There can be as many as 9 people involved in creating a bespoke suit, and often a customer will only meet the Cutter, the person who measures them and cuts the cloth. Once cut, it gets bundled up with trimmings and linings and sent off to one of the workshops around Savile Row to people like Barry, a trouser maker for Henry Poole (and I J-Gilbert).
I became a trouser maker in 1968. But I started doing bits and pieces when I was about 14. My mother was a trouser finisher and used to work from home so she could look after me and my four siblings. I would do her serging (binding the edges of the cloth so they don't fray). Since there were no overlockers back then, everything had to be done by hand. And my cousin was a trouser maker in a workshop on Conduit Street. I would spend the school holidays assisting him too.

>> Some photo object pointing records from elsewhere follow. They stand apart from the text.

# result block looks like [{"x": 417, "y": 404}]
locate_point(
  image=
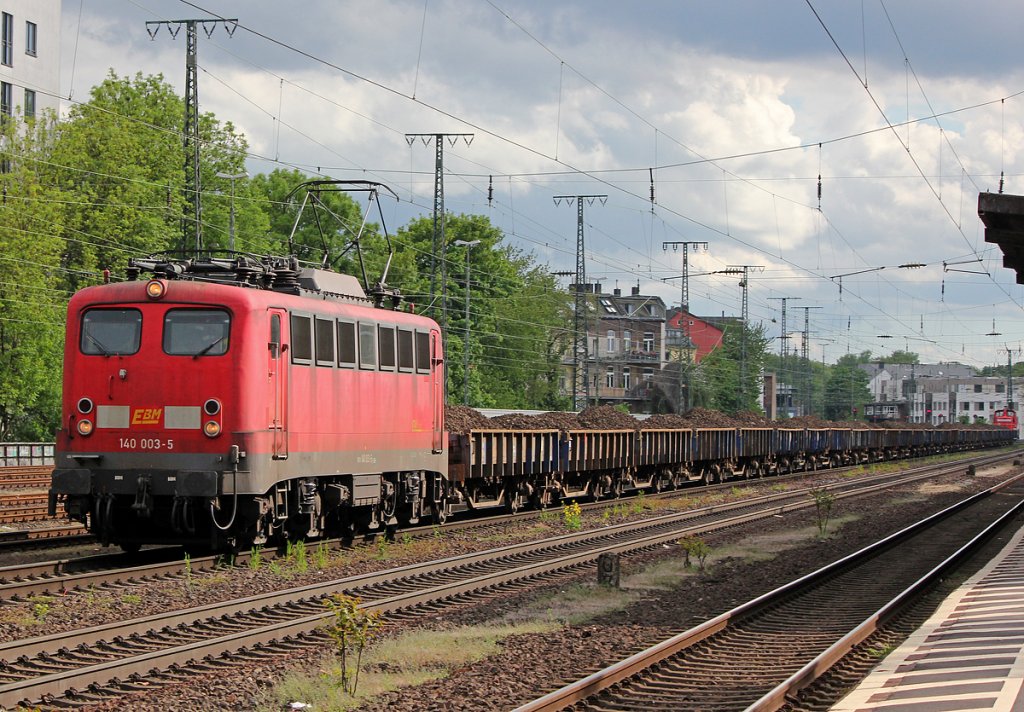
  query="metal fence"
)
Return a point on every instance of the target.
[{"x": 26, "y": 454}]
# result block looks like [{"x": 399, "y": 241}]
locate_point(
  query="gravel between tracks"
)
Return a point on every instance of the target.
[{"x": 526, "y": 661}]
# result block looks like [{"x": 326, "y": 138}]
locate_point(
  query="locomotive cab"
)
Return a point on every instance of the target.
[{"x": 140, "y": 452}]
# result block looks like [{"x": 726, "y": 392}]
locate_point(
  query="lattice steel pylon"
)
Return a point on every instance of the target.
[
  {"x": 744, "y": 311},
  {"x": 805, "y": 355},
  {"x": 684, "y": 308},
  {"x": 581, "y": 374},
  {"x": 192, "y": 216},
  {"x": 438, "y": 250}
]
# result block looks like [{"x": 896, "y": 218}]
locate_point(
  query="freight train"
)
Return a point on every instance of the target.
[{"x": 230, "y": 402}]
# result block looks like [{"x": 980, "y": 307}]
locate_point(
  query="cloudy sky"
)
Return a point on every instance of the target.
[{"x": 906, "y": 109}]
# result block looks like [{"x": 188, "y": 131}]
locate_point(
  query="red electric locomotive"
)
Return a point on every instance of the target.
[{"x": 225, "y": 401}]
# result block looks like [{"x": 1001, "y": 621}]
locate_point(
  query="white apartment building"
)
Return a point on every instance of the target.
[{"x": 30, "y": 56}]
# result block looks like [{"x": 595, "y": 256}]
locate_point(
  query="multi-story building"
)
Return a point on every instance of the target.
[
  {"x": 30, "y": 56},
  {"x": 626, "y": 345},
  {"x": 695, "y": 335},
  {"x": 935, "y": 393}
]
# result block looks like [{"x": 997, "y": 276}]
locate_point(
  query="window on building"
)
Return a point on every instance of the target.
[
  {"x": 346, "y": 344},
  {"x": 30, "y": 39},
  {"x": 7, "y": 39}
]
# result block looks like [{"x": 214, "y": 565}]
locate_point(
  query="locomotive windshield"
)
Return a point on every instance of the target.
[
  {"x": 196, "y": 332},
  {"x": 110, "y": 332}
]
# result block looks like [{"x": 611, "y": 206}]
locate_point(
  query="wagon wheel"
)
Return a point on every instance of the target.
[{"x": 389, "y": 499}]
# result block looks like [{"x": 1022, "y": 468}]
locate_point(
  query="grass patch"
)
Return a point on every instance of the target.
[
  {"x": 766, "y": 546},
  {"x": 408, "y": 660}
]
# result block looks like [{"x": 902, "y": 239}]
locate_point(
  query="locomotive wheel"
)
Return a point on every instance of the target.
[{"x": 439, "y": 512}]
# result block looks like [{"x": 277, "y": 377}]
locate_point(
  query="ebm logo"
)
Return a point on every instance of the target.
[{"x": 146, "y": 416}]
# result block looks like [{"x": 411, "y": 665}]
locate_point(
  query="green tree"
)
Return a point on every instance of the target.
[
  {"x": 517, "y": 313},
  {"x": 31, "y": 302},
  {"x": 121, "y": 155}
]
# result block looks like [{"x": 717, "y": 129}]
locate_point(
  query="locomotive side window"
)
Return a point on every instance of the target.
[
  {"x": 274, "y": 335},
  {"x": 302, "y": 339},
  {"x": 325, "y": 341},
  {"x": 346, "y": 344},
  {"x": 422, "y": 351},
  {"x": 386, "y": 337},
  {"x": 404, "y": 350},
  {"x": 368, "y": 345},
  {"x": 197, "y": 332},
  {"x": 105, "y": 332}
]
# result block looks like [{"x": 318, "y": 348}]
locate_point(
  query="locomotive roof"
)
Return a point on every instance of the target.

A lot has changed since then. As well as no overlockers, there were no steam irons. Everything had to be pressed with water, a dobber and a heavy old press iron. It took forever. Shrinking and shaping the legs was hard work. But at least the cloth was strong and easy to shape. Nowadays the cloth is so fine that it is much harder to control. It either doesn't shrink away or it stretches out of shape more easily. You have to put extra linen in the pockets and openings to secure them.
I like the personalised element of bespoke. I like the care and attention given to each pair. My sister works for a ready-to-wear company, they turn out 300 pairs of trousers a week. Everything there is block cut and sewn notch to notch. She could probably finish a pair in half an hour. Bespoke is more creative. Every customer's shape is unique, the variety of fabrics require different handling. Plus, I get to meet the customers, to see who's wearing the pieces I've created, like the man with the 68" waist who didn't look how I'd imagined. Or the celebrities who wear my pieces on red carpets and TV.
I've always been based around Savile Row. Apart from a brief period in Holborn, I prefer to be in the midst of things. Your day goes quicker when you're in a workshop full of like minded people, taking pride and pleasure in their work. It makes for a nice atmosphere. Everyone in the trade gets on really well. Most people have worked for more than one company so we all know each other. I've been with Henry Poole for 16 years now but I still do jobs for other firms too.
If I wasn't a tailor I'd be running a fish and chip shop. I used to run one in Buckinghamshire and I still help my brother-in-law in his from time to time. But tailoring is where my heart is. Nothing comes close to the pleasure you get from creating something for someone from scratch.